Friday, September 14, 2012

Yesterday colleague reported that he’s receiving wrong/odd result from query so we decided to examine closely what's happening. Query had more then 150 lines with inline view, group by clause, several outer joins, function, decodes and cases included. So the first step was to exclude all the stuff that wasn’t important for clearer diagnosis.

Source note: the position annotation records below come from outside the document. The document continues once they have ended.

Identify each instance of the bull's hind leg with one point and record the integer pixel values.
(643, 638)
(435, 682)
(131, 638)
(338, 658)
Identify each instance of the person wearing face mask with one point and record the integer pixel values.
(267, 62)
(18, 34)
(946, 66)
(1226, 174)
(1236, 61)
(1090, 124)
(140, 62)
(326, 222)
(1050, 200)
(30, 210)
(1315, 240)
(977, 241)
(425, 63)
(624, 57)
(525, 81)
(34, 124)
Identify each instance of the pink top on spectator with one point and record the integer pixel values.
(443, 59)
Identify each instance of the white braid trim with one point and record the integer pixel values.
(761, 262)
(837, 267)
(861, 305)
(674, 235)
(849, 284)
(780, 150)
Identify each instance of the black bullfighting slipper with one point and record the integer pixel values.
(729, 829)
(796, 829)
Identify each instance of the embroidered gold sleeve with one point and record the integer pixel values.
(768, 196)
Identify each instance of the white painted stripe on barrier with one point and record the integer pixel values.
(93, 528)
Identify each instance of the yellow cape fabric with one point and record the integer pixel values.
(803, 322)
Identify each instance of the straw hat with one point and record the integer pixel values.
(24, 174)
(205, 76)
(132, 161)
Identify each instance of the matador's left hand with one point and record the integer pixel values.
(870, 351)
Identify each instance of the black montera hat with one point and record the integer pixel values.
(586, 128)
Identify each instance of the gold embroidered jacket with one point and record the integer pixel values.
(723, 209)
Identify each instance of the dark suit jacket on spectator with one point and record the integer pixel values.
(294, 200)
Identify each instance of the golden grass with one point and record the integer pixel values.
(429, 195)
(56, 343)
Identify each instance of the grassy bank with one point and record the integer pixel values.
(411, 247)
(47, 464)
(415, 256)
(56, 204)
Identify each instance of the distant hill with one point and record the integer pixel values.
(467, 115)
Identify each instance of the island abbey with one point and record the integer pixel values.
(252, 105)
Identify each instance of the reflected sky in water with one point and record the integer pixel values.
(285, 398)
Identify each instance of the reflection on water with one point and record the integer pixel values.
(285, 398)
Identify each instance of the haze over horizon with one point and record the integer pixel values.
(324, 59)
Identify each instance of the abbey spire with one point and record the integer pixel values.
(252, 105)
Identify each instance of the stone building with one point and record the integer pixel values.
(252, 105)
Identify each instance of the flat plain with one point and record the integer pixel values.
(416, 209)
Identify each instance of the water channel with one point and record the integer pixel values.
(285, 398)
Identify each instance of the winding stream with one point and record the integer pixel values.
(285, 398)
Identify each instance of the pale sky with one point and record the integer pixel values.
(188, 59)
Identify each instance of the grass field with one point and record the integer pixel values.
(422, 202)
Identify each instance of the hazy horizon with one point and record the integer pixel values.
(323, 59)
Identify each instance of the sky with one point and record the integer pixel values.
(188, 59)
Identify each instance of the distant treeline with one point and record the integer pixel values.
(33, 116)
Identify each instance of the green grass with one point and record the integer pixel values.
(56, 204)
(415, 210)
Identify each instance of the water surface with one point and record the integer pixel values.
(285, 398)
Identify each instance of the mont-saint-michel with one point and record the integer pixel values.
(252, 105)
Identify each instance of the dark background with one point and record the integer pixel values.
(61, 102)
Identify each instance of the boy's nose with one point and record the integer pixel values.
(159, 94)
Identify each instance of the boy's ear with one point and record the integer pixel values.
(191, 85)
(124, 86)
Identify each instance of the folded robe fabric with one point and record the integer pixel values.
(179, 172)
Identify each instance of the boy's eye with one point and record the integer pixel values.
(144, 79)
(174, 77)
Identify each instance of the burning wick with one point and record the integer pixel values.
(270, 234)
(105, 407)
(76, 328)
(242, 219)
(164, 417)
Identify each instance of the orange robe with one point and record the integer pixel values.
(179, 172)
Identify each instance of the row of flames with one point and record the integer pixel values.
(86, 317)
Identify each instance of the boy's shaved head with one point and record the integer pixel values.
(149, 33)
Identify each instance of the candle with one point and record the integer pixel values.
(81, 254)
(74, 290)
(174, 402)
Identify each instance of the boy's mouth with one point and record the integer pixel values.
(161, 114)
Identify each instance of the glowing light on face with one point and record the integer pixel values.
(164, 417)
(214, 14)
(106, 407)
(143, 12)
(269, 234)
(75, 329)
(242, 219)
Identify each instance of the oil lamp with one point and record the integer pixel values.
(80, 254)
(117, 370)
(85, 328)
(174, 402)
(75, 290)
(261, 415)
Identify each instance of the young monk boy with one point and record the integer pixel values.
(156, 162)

Environment: Oracle EE on OEL 5.7

I will post shortened version of the query with fake table names and columns.

   p.name p_name,
   r.status r_status
   FROM table_1 r,
       SELECT  ri.r_id,            
       MAX ( DECODE (ri.c_name,  'SPACE', ri.i_val, NULL)) SPACE,
       MAX ( DECODE (ri.c_name,  'UNIVERSE', ri.i_val, NULL)) UNIVERSE,
       MAX ( DECODE (ri.c_name,  'ALIEN', ri.i_val, NULL)) ALIEN,
       MAX ( DECODE (ri.c_name,  'MUSIC', ri.i_val, NULL)) MUSIC,
       MAX ( DECODE (ri.c_name,  'GUITARS', ri.i_val, NULL)) GUITARS
       FROM table_7 ri                 
                  WHERE ri.r_id IN (SELECT r2.r_id FROM table_1 r2 WHERE  r2.r_id > 1233251 and r2.p_id in (111, 222))
   GROUP BY ri.r_id        
   ) ri,
   table_2 a,
   table_3 cu,
   table_4 c,
   table_5 p,
   table_6 rc,
   table_6 rc2,
   table_6 rc3,
   table_6 rc4,
   table_6 rc5
WHERE     1=1
   AND r.r_id = a.r_id
   AND r.r_id = ri.r_id  
   AND cu.table_3_ID = r.table_3_ID
   AND c.table_4_ID = r.table_4_id
   AND r.p_id = p.p_id
   AND r.p_id in (111, 222)
   AND c.status in ('DA', 'NE', 'A')        
   AND rc.lang(+) = 'BLAH'
   AND rc.domain(+) = 'SPACE'
   AND rc.code(+) = ri.SPACE
   AND rc2.lang(+) = 'BLAH'
   AND rc2.domain(+) = 'MARS'
   AND rc2.code(+) = ri.UNIVERSE
   AND rc3.lang(+) = 'BLAH'
   AND rc3.domain(+) = 'SPEED'
   AND rc3.code(+) = ri.GUITARS
   AND rc4.lang(+) = 'BLAH'
   AND rc4.domain(+) = 'ALIEN'
   AND rc4.code(+) = ri.ALIEN
   AND rc5.lang(+) = 'BLAH'
   AND rc5.domain(+) = 'MUSIC'
   AND rc5.code(+) = ri.MUSIC

Imagine this case.
You execute this query and you receive 114 rows, but when you exclude “p_name” and just ask for one column “r_status” you receive 15 rows.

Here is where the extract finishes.